Before the release of the August jobs report, traders priced in a 43% probability of a 50-basis-point interest rate cut by the Federal Reserve later this month.
Key Takeaways
- The U.S. economy added 142,000 nonfarm payrolls in August, marking a significant increase from July's downwardly revised 89,000.
- The 142,000 increase in nonfarm payrolls fell short of the 160,000 consensus estimate tracked by TradingEconomics.
- The unemployment rate fell from 4.3% in July to 4.2% in August, meeting expectations
- Average hourly earnings rose 0.7% month-over-month, up from a downwardly revised decline of 0.1% in July and beating estimates of 0.3%.
- Year-over-year, average hourly earnings rose 3.8%, up from 3.6% in July and beating forecasts of 3.7%.
Zaccarelli said unemployment dropping from 4.3% to 4.2% "could be the big news of the day," but it is less important than "the data beneath the surface."
"That's because it is an easy headline to run with and we are in a narrative-driven market," he said.
"While the bears have plenty to work with - in terms of a softening labor market and a slowing economy - the facts still show an economy that is expanding and not one that is imminently headed into recession, and for that reason we believe that once the election is behind us, we will see this bull market resume climbing to new all-time highs before the next bear market begins."
The Fed Funds Futures market adjusted quickly to the jobs report and indicates that the Fed will cut rates by 50 basis points at its Sept. 18 meeting, said Quincy Krosby, chief global strategist for LPL Financial.
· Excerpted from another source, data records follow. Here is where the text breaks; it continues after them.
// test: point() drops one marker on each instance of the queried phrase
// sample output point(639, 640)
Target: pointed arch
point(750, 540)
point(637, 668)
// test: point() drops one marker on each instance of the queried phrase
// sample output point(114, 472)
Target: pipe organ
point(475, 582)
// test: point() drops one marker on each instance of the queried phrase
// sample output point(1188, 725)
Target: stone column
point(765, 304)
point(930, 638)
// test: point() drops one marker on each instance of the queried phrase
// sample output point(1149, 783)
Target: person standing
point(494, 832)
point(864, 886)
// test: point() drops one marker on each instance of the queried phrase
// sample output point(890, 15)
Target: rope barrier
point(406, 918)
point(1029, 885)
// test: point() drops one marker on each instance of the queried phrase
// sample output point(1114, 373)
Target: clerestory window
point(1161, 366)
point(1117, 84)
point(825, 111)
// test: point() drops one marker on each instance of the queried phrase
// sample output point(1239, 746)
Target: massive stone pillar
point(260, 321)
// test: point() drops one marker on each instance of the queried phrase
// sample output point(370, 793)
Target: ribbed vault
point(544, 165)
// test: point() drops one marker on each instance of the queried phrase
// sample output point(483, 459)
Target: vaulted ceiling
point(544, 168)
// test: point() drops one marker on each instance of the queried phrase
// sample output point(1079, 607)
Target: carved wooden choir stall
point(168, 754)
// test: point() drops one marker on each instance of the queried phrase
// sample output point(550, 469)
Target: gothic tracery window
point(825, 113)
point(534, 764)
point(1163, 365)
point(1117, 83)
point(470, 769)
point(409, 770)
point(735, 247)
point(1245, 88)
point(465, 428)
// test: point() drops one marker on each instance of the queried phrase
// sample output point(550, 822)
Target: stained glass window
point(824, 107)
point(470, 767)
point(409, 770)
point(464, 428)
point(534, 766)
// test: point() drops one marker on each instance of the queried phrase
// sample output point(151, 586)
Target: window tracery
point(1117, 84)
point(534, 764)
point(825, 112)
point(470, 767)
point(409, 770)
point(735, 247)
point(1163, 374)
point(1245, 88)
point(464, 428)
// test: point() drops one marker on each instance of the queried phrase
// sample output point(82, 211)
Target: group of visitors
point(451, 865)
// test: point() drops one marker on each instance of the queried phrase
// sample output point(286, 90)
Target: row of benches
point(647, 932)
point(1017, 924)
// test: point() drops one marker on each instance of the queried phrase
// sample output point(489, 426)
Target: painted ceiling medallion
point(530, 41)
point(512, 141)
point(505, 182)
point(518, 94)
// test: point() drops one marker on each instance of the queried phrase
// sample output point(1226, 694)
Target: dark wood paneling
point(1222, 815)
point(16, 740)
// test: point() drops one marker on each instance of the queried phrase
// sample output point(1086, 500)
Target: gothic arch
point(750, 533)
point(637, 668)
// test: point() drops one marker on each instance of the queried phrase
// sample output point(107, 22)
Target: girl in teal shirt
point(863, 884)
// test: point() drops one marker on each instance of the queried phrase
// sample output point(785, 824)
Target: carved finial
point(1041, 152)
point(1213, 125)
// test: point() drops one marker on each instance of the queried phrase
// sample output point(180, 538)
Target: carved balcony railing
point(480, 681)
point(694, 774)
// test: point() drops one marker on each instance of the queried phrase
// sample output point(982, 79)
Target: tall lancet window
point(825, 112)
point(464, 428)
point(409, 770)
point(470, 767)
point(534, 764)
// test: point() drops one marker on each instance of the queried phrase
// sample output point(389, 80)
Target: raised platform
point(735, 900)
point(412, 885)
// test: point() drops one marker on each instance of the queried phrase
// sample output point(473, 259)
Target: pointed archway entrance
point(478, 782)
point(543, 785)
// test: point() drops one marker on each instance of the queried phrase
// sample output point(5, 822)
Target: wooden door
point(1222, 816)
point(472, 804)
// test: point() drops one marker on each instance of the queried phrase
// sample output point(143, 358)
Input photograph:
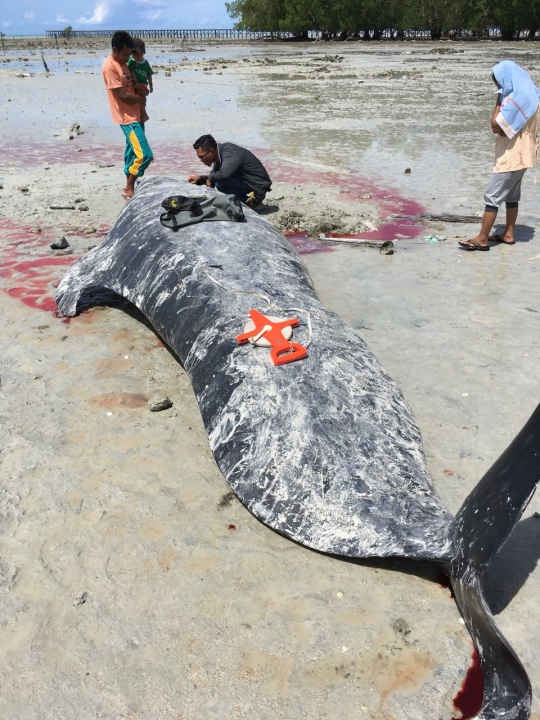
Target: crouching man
point(235, 170)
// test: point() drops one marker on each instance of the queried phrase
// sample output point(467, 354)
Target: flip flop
point(472, 245)
point(498, 238)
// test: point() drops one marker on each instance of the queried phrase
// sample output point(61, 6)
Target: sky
point(34, 17)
"Hovering over the Fed's decision, however, is a concern that prices are inching higher within manufacturing and services," she said.
"Still, as the maximum employment mandate for the Fed has increasingly become its primary focus, the market now expects a deeper cut and it's worrisome for market participants.
"Today's comments from two Fed officials will be key to understanding whether the Fed sees today's print as a labor market normalizing to pre-Covid conditions or a worrisome indication about the softening of the broader economy."
But Charlie Ripley, senior investment strategist for Allianz Investment Management, said it is "unclear" at this point as to how much the Fed will lower rates on Sept. 18.
"Investors remain divided on how quickly the Fed should lower rates and the mixed employment data today did not augment the argument for either side, which is why the odds of a 50 basis point cut at the September meeting looks like a coin toss for now," he said.